Licenziato 3 volte in 4 mesi: un caso ravennate "demolisce" la riforma Fornero

E’ incostituzionale il passaggio della riforma Fornero nel quale si stabilisce che in caso di licenziamento ingiusto, cioè basato su fatti insussistenti, il giudice sia tenuto ad accertare che appunto l’insussistenza sia “manifesta”. E’ questo il fulcro della sentenza della Corte Costituzionale che rende giustizia all’articolo 18 dello Statuto dei Lavoratori “demolendo” parte della legge Fornero relativa ai casi di licenziamento per ragioni economiche, produttive e organizzative. Le motivazioni, vergate dalla vice presidente Silvana Sciarra, sono state depositate ieri, e rappresentano una sentenza storica, arrivata grazie a un impulso ravennate. A sollevare la questione di legittimità costituzionale della riforma che prende il nome dell’ex ministro del Lavoro, era stato il 7 febbraio dell’anno scorso il giudice Dario Bernardi. La sua ordinanza è stata ritenuta fondata dal palazzo della Consulta, che ora ha depositato le motivazioni.

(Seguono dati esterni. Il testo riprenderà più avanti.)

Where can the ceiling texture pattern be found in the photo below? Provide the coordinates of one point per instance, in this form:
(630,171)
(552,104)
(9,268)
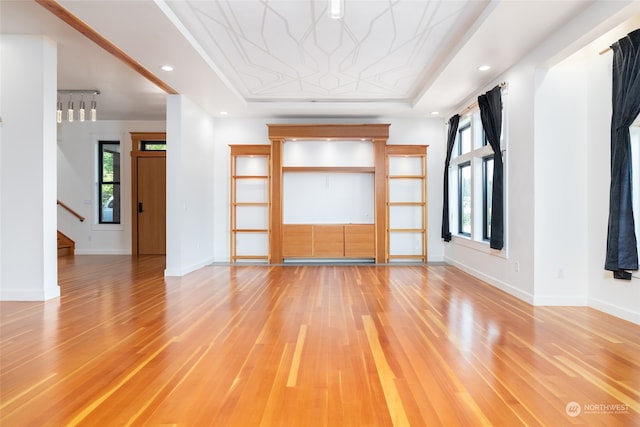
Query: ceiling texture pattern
(293,50)
(288,58)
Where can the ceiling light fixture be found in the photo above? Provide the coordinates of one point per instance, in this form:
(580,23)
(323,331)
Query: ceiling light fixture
(81,111)
(336,9)
(70,110)
(70,105)
(59,111)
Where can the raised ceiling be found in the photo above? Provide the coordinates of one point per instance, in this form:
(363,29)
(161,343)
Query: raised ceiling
(292,50)
(287,58)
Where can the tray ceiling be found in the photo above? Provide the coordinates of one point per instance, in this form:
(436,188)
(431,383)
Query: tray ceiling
(292,50)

Il caso: licenziato 3 volte

A fornire lo spunto per l’ordinanza del giudice Bernardi era stata una singolare causa di lavoro. La vicenda riguardava un dipendente assunto da 17 anni dalla Alfa Europe, azienda del polo chimico a nord della città. In appena quattro mesi era stato licenziato tre volte con tre diverse motivazioni, tutte ritenute insussistenti dal tribunale. La prima, per “giusta causa” riguardava un presunto furto, contestato nel 2018. Nemmeno un mese più tardi era arrivato anche il secondo licenziamento, questa volta per “giustificato motivo oggettivo”: l’azienda aveva sostenuto che per affrontare il periodo di crisi aveva dovuto eliminare il suo ruolo. Ragioni economiche, dunque. Infine, a febbraio, era arrivata l’ultima lettera, addebitandogli un presunto accesso abusivo a sistemi informatici aziendali. Ancora giusta causa. La battaglia legale – intrapresa dal lavoratore con l’avvocato Federica Moschini – aveva portato il giudice a stabilire come il dipendente fosse «tanto sgradito da essere licenziato», annullando i tre provvedimenti, disponendo l’immediato reintegro, il risarcimento dei danni, e pure accusando il datore di lavoro di falsa testimonianza.

Il ricorso e l’ordinanza

Su quella sentenza aveva presentato reclamo il legale della Alfa Europe. Da qui lo spunto che ha portato il magistrato ravennate a sollevare la questione alla Corte costituzionale, dubitando della legittimità della legge Fornero laddove stabilisce che in caso di licenziamento economico il giudice “possa” e non “debba” applicare la tutela prevista dall’articolo 18, cioè disporre il reintegro. In altre parole, ha rimarcato il magistrato, il margine di discrezione lasciato al giudice viola l’articolo 3 della Costituzione, laddove viene garantito lo stesso trattamento per situazioni analoghe, ossia i casi infondati di licenziamento per giusta causa e per giustificato motivo oggettivo. Aveva inoltre evidenziato come non ci fosse «alcun fondamento logico-giuridico» nell’assegnare al lavoratore il compito di dimostrare l’insussistenza manifesta, «con inversione dell’onere della prova». Il legislatore, in definitiva, avrebbe delineato un assetto «marcatamente ed ingiustificatamente sbilanciato in favore del datore di lavoro e, di contro, ingiustificatamente penalizzante per il lavoratore».

La sentenza

Ed ecco il nocciolo della motivazione. Innanzitutto, ravvisa la Corte Costituzionale, «il requisito della manifesta insussistenza è indeterminato». Si presta pertanto «a incertezze applicative, con conseguenti disparità di trattamento». Inoltre, prosegue, la «sussistenza di un fatto è nozione difficile da graduare». Ora la decisione presa dai giudici romani avrà effetto su tutti i processi che riguardano i lavoratori assunti fino al 6 marzo 2015, giorno precedente all’entrata in vigore del Jobs Act.